Wnd. Voorzitter: de heer J.N. Pattist.
Vertegenwoordigd zijn 16 Afdeelingen: Alkmaar, Amersfoort, Amsterdam, Arnhem, 't Gooi, Den Haag, ook Jongelieden, Haarlem, Den Bosch, Leeuwarden, Rotterdam, Utrecht, Voorne en Putten, Wageningen, W. Zeeuwsch-Vlaanderen, Zwolle.
1. Bij de opening besluit de Groep aan haren voorzitter, Prof. Dr. A.A. van Schelven deelneming te betuigen in het door hem geleden verlies. Mede wordt besloten den heer P.J. de Kanter, Voorzitter van het Hoofdbestuur, gelukwenschen aan te bieden bij zijn zestigsten verjaardag op 17 Maart a.s.
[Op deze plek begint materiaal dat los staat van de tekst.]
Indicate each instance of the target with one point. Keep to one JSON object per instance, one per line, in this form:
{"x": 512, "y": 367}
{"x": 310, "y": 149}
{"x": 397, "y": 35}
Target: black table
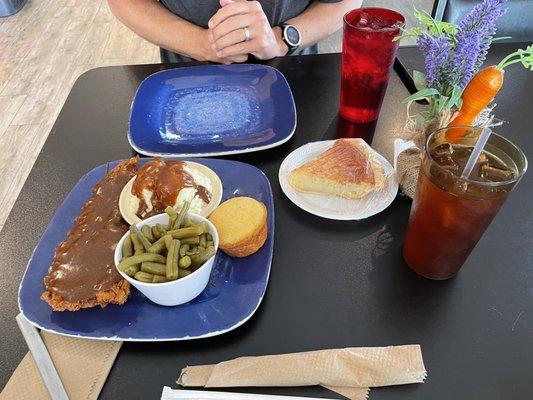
{"x": 333, "y": 284}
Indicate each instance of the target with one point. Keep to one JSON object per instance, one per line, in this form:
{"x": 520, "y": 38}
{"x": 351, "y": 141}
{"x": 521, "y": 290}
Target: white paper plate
{"x": 335, "y": 207}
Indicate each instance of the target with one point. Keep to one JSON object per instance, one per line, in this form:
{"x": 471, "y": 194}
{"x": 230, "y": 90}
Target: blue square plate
{"x": 211, "y": 110}
{"x": 235, "y": 290}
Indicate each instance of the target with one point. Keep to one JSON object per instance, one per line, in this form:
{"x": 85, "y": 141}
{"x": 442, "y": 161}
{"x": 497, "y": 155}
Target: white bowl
{"x": 182, "y": 290}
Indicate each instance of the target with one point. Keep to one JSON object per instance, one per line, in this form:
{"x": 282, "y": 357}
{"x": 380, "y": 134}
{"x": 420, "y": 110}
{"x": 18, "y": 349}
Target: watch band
{"x": 293, "y": 46}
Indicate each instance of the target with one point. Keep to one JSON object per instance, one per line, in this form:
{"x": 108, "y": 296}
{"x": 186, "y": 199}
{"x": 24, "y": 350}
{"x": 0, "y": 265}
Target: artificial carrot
{"x": 482, "y": 89}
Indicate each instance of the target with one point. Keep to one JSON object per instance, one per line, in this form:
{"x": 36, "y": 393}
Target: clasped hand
{"x": 240, "y": 28}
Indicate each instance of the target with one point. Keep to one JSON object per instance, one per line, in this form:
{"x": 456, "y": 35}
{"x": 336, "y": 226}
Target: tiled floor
{"x": 43, "y": 50}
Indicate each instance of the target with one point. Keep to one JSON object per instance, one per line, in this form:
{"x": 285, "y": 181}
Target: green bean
{"x": 146, "y": 244}
{"x": 158, "y": 246}
{"x": 168, "y": 241}
{"x": 155, "y": 233}
{"x": 172, "y": 260}
{"x": 184, "y": 248}
{"x": 144, "y": 277}
{"x": 132, "y": 270}
{"x": 139, "y": 258}
{"x": 147, "y": 232}
{"x": 137, "y": 244}
{"x": 172, "y": 215}
{"x": 202, "y": 257}
{"x": 192, "y": 250}
{"x": 181, "y": 216}
{"x": 196, "y": 230}
{"x": 191, "y": 240}
{"x": 184, "y": 272}
{"x": 153, "y": 268}
{"x": 202, "y": 240}
{"x": 161, "y": 229}
{"x": 127, "y": 247}
{"x": 159, "y": 279}
{"x": 184, "y": 262}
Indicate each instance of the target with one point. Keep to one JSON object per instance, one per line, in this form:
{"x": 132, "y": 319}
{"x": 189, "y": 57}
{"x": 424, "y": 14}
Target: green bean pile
{"x": 162, "y": 254}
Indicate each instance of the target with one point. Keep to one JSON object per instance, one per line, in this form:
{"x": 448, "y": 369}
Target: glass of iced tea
{"x": 368, "y": 53}
{"x": 450, "y": 213}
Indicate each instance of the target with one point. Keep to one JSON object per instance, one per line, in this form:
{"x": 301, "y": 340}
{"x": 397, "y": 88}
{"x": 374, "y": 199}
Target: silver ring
{"x": 246, "y": 33}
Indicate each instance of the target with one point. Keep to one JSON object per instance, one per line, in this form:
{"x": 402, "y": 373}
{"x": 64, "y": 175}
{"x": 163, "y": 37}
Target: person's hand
{"x": 209, "y": 54}
{"x": 228, "y": 29}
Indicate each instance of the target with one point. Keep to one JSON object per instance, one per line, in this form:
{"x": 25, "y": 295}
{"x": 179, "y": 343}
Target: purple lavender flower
{"x": 481, "y": 20}
{"x": 435, "y": 50}
{"x": 463, "y": 62}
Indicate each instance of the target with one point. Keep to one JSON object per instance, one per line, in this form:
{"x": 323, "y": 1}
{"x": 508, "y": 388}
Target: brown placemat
{"x": 82, "y": 364}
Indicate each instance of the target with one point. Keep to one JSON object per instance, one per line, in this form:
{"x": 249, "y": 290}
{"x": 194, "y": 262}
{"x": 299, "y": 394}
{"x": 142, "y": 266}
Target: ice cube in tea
{"x": 449, "y": 214}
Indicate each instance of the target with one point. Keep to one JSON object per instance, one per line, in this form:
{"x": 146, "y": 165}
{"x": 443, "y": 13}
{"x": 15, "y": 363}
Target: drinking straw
{"x": 478, "y": 148}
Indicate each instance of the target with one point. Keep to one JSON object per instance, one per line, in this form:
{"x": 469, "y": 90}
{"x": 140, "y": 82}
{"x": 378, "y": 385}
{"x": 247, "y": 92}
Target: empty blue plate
{"x": 211, "y": 110}
{"x": 234, "y": 292}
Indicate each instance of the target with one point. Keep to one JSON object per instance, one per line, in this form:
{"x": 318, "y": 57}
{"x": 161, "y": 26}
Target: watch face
{"x": 292, "y": 35}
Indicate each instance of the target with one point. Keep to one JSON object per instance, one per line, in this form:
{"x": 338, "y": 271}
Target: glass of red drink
{"x": 450, "y": 213}
{"x": 368, "y": 53}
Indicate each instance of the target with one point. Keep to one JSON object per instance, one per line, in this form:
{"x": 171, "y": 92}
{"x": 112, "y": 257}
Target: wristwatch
{"x": 291, "y": 36}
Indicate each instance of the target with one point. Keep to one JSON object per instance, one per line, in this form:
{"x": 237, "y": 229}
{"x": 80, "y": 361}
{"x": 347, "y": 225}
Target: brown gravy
{"x": 164, "y": 179}
{"x": 83, "y": 264}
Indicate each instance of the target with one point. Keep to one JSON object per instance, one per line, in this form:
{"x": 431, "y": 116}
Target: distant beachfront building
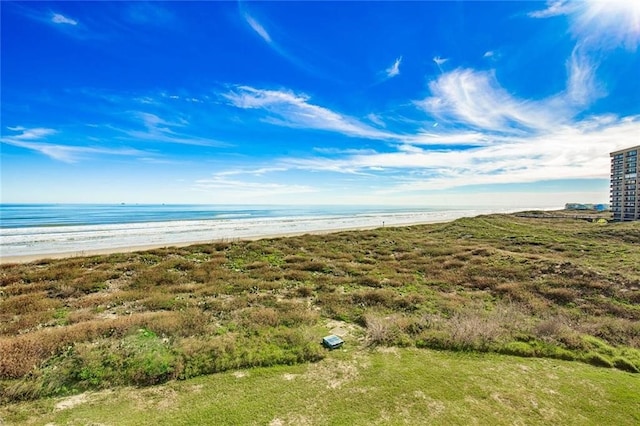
{"x": 625, "y": 185}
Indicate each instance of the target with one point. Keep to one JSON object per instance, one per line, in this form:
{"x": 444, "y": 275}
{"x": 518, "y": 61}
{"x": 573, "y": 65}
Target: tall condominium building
{"x": 625, "y": 184}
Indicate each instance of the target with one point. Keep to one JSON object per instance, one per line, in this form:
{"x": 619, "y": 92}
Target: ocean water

2. Naar aanleiding van de notulen der vorige vergadering en het jaarverslag wordt de opmerking gemaakt, dat daarin noodeloos vreemde woorden zijn gebezigd, evenals in den werkrooster. Er wordt verzocht te zorgen voor tijdige plaatsing van den oproep ter vergadering in ‘Neerlandia’ en ter vermijding van de twee vergaderingen, waarvoor de Afdeelingen in het voorjaar gesteld worden, te trachten de dagorde reeds in Januari aan de Afdeelingen toe te zenden. De afdeeling Den Haag deelt mede, dat zij daarin op andere wijze voorziet, door nl. reeds in December een ledenvergadering te houden tot het voorbereiden van eigen voorstellen, die tevens het bestuur machtigt zelfstandig te beslissen over de dagorde, uitgaand van het Groepsbestuur. De Jongeliedenafdeeling maakt voorbehoud omtrent de in het verslag besproken herinrichting der Jongeliedenafdeelingen en deelt mede, dat een tweede afdeeling elders in voorbereiding is.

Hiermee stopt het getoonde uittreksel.